Michael A.K. Stender Jr. is an American politician who represents the 108th District in the Pennsylvania House of Representatives since 2023.

==Career==
An EMT and firefighter, Stender was elected to the Shikellamy School Board in 2021, after being unsuccessful in the primary election in 2019.
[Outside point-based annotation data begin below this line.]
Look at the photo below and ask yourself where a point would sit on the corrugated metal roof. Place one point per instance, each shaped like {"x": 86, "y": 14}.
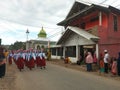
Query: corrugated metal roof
{"x": 81, "y": 32}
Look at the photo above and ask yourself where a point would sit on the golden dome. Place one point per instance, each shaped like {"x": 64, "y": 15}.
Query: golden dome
{"x": 42, "y": 33}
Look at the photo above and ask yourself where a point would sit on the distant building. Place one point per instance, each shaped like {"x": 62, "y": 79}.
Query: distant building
{"x": 89, "y": 28}
{"x": 41, "y": 41}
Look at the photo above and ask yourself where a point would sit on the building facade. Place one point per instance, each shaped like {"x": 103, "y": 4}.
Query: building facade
{"x": 41, "y": 42}
{"x": 90, "y": 28}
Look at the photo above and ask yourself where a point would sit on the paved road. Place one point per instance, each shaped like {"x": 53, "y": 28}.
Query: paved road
{"x": 60, "y": 78}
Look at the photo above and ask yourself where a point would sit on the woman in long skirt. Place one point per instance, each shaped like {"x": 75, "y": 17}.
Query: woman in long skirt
{"x": 118, "y": 64}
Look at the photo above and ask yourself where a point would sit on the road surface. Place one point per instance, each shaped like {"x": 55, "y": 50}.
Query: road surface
{"x": 56, "y": 77}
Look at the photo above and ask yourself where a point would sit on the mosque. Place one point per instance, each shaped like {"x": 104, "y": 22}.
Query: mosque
{"x": 41, "y": 42}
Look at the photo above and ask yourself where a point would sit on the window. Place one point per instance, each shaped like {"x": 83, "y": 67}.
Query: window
{"x": 115, "y": 23}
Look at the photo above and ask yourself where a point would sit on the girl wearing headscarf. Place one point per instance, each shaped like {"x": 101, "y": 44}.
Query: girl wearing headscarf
{"x": 118, "y": 64}
{"x": 89, "y": 61}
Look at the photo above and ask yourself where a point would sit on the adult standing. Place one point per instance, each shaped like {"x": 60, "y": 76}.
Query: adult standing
{"x": 118, "y": 64}
{"x": 89, "y": 61}
{"x": 106, "y": 60}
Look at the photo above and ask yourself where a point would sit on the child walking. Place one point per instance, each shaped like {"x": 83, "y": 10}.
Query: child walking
{"x": 101, "y": 64}
{"x": 114, "y": 67}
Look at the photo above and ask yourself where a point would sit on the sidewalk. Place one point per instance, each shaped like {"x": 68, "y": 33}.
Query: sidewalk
{"x": 83, "y": 69}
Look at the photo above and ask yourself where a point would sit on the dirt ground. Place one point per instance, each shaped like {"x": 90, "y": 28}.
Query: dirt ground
{"x": 8, "y": 82}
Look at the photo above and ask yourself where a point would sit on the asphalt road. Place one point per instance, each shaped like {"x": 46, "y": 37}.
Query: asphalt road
{"x": 60, "y": 78}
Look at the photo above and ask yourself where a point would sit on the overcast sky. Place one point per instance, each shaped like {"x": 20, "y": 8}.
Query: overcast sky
{"x": 16, "y": 16}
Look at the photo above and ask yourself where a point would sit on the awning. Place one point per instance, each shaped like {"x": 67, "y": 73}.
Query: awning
{"x": 81, "y": 32}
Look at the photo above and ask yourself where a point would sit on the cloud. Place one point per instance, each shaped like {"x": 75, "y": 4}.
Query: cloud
{"x": 16, "y": 16}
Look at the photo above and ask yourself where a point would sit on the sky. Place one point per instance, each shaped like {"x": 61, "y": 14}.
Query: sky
{"x": 16, "y": 16}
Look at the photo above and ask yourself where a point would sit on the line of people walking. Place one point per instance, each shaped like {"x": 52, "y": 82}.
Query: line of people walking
{"x": 29, "y": 58}
{"x": 106, "y": 63}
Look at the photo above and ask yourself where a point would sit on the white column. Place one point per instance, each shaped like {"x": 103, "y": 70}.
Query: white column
{"x": 100, "y": 18}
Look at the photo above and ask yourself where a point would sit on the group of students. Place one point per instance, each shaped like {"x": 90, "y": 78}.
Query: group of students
{"x": 108, "y": 64}
{"x": 2, "y": 62}
{"x": 29, "y": 58}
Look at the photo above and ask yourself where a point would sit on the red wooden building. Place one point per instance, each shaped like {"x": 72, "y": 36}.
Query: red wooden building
{"x": 100, "y": 21}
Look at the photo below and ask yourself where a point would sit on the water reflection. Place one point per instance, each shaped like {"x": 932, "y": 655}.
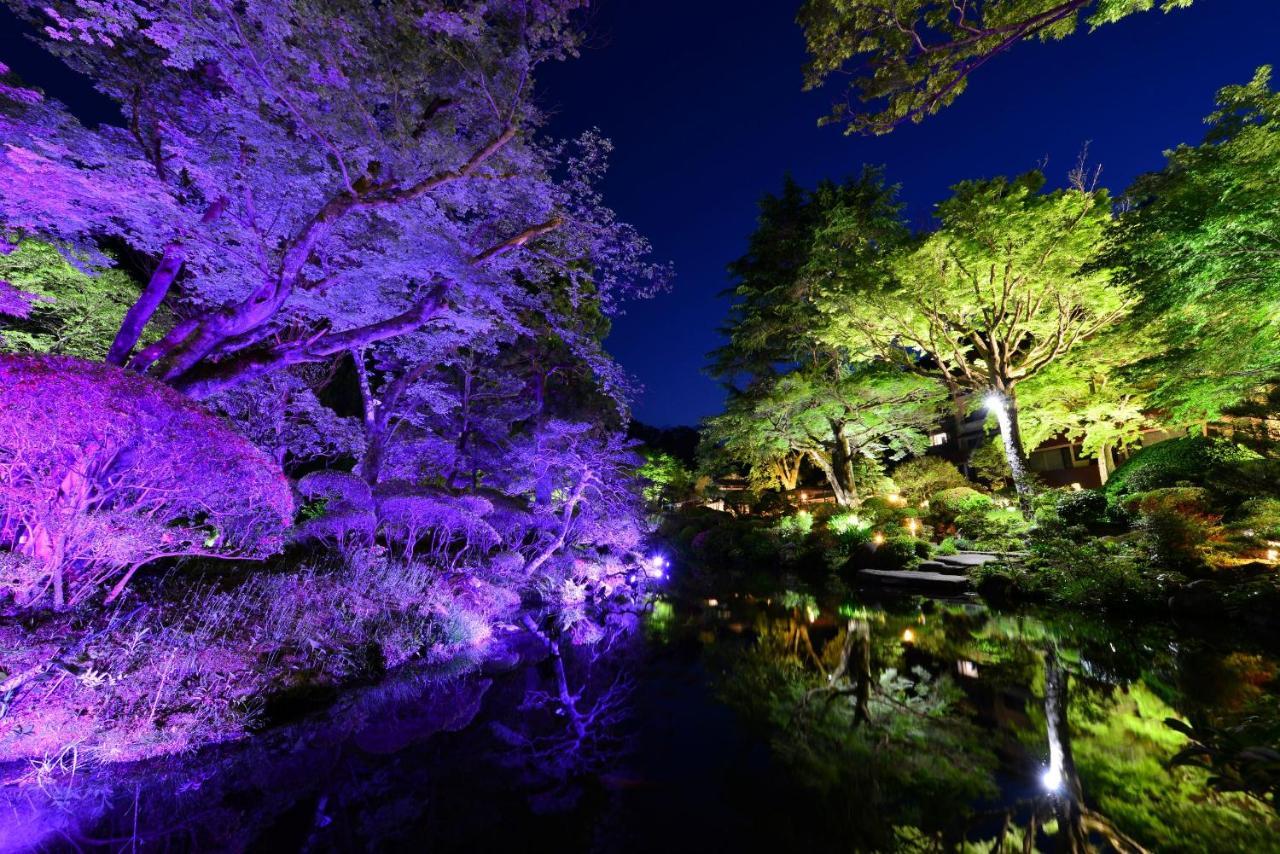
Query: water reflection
{"x": 951, "y": 726}
{"x": 739, "y": 724}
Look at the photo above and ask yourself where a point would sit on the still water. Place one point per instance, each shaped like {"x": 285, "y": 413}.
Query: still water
{"x": 741, "y": 724}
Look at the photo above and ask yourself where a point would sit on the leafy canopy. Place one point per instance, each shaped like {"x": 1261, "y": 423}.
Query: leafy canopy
{"x": 912, "y": 58}
{"x": 1202, "y": 245}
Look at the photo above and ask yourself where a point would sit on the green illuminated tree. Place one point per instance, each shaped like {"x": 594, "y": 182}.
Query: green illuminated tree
{"x": 666, "y": 479}
{"x": 912, "y": 58}
{"x": 76, "y": 313}
{"x": 845, "y": 420}
{"x": 1091, "y": 398}
{"x": 1202, "y": 246}
{"x": 1008, "y": 284}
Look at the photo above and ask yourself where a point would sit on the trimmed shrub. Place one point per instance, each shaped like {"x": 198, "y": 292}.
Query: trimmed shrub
{"x": 923, "y": 476}
{"x": 949, "y": 503}
{"x": 1200, "y": 461}
{"x": 993, "y": 529}
{"x": 1178, "y": 525}
{"x": 897, "y": 552}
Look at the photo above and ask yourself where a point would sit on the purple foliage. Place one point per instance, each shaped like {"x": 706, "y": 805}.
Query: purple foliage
{"x": 103, "y": 471}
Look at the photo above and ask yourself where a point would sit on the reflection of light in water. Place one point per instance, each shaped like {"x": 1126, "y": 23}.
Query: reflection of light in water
{"x": 1052, "y": 779}
{"x": 1052, "y": 776}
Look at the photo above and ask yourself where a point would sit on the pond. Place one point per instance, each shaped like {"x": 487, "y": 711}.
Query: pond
{"x": 737, "y": 724}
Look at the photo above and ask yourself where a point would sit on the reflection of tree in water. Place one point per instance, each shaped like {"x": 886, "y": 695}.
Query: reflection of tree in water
{"x": 864, "y": 735}
{"x": 984, "y": 733}
{"x": 572, "y": 717}
{"x": 414, "y": 759}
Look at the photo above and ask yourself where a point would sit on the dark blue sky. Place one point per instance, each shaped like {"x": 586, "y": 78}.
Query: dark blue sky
{"x": 703, "y": 101}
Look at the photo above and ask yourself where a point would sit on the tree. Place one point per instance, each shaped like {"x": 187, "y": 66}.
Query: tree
{"x": 1008, "y": 284}
{"x": 914, "y": 56}
{"x": 302, "y": 195}
{"x": 667, "y": 480}
{"x": 104, "y": 471}
{"x": 760, "y": 437}
{"x": 775, "y": 311}
{"x": 845, "y": 425}
{"x": 1205, "y": 231}
{"x": 1091, "y": 397}
{"x": 74, "y": 313}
In 2023, Stender was chosen for the Republican nomination in the special election to fill the 108th District seat in the Pennsylvania House of Representatives. The seat was open following the election of Lynda Schlegel Culver to the Pennsylvania State Senate. The 108th was a solidly Republican district, and Stender won with the support of Culver. He was sworn in on June 5, 2023.

==Personal life==
Stender resides in Sunbury, Pennsylvania and has three daughters.

==Electoral history==

2019 Shikellamy School Directors Republican primary election
| Party |  | Candidate | Votes | % |
|---|---|---|---|---|
|  | Republican | Jeffrey Balestrini | 1,641 | 16.85 |
|  | Republican | Wendy K. West | 1,619 | 16.63 |
|  | Republican | Lori Garman | 1,435 | 14.74 |
|  | Republican | Slade Shreck | 1,396 | 14.34 |
|  | Republican | Jennifer L. Wetzel | 1,314 | 13.49 |
|  | Republican | Michael Stender | 1,254 | 12.88 |
|  | Republican | Jerome J. Alex | 1,036 | 10.64 |
|  | Write-in |  | 42 | 0.43 |
| Total votes |  |  | 9,737 | 100.00 |

2021 Shikellamy School Directors Democratic primary election
| Party |  | Candidate | Votes | % |
|---|---|---|---|---|
|  | Democratic | Joseph R. Fischer | 718 | 26.07 |
|  | Democratic | Jenna Eister-Whitaker | 686 | 24.91 |
|  | Democratic | Michael Stender | 682 | 24.76 |
|  | Democratic | Justin Lenner | 642 | 23.31 |
|  | Write-in |  | 26 | 0.94 |
| Total votes |  |  | 2,754 | 100.00 |

2021 Shikellamy School Directors Republican primary election
| Party |  | Candidate | Votes | % |
|---|---|---|---|---|
|  | Republican | Michael Stender | 1,799 | 25.50 |
|  | Republican | Jenna Eister-Whitaker | 1,777 | 25.19 |
|  | Republican | Michael P. Thomas | 1,714 | 24.29 |
|  | Republican | Justin Lenner | 1,669 | 23.66 |
|  | Write-in |  | 96 | 1.36 |
| Total votes |  |  | 7,055 | 100.00 |

2021 Shikellamy School Directors election
| Party |  | Candidate | Votes | % |
|---|---|---|---|---|
|  | Republican | Michael Stender | 2,640 | 22.63 |
|  | Republican | Jenna Eister Whitaker | 2,553 | 21.89 |
|  | Republican | Justin Lenner | 2,310 | 19.80 |
|  | Republican | Michael P. Thomas | 2,494 | 21.38 |
|  | Democratic | Joseph Fischer | 1,471 | 12.61 |
|  | Write-in |  | 194 | 1.66 |
| Total votes |  |  | 11,664 | 100.00 |

2023 Pennsylvania House of Representatives special election, District 108
| Party |  | Candidate | Votes | % |
|---|---|---|---|---|
|  | Republican | Michael Stender | 6,600 | 58.30 |
|  | Democratic | Trevor S. Finn | 4,318 | 38.14 |
|  | Libertarian | Elijah Scretching | 393 | 3.47 |
|  | Write-in |  | 10 | 0.09 |
| Total votes |  |  | 11,321 | 100.00 |

2024 Pennsylvania House of Representatives election, District 108
| Party |  | Candidate | Votes | % |
|---|---|---|---|---|
|  | Republican | Michael Stender (incumbent) | 27,630 | 96.36 |
|  | Write-in |  | 1,045 | 3.64 |
| Total votes |  |  | 28,675 | 100.00 |

==Sources==
- "Summary Results Report GENERAL PRIMARY ELECTION May 18, 2021 OFFICIAL RESULTS Northumberland"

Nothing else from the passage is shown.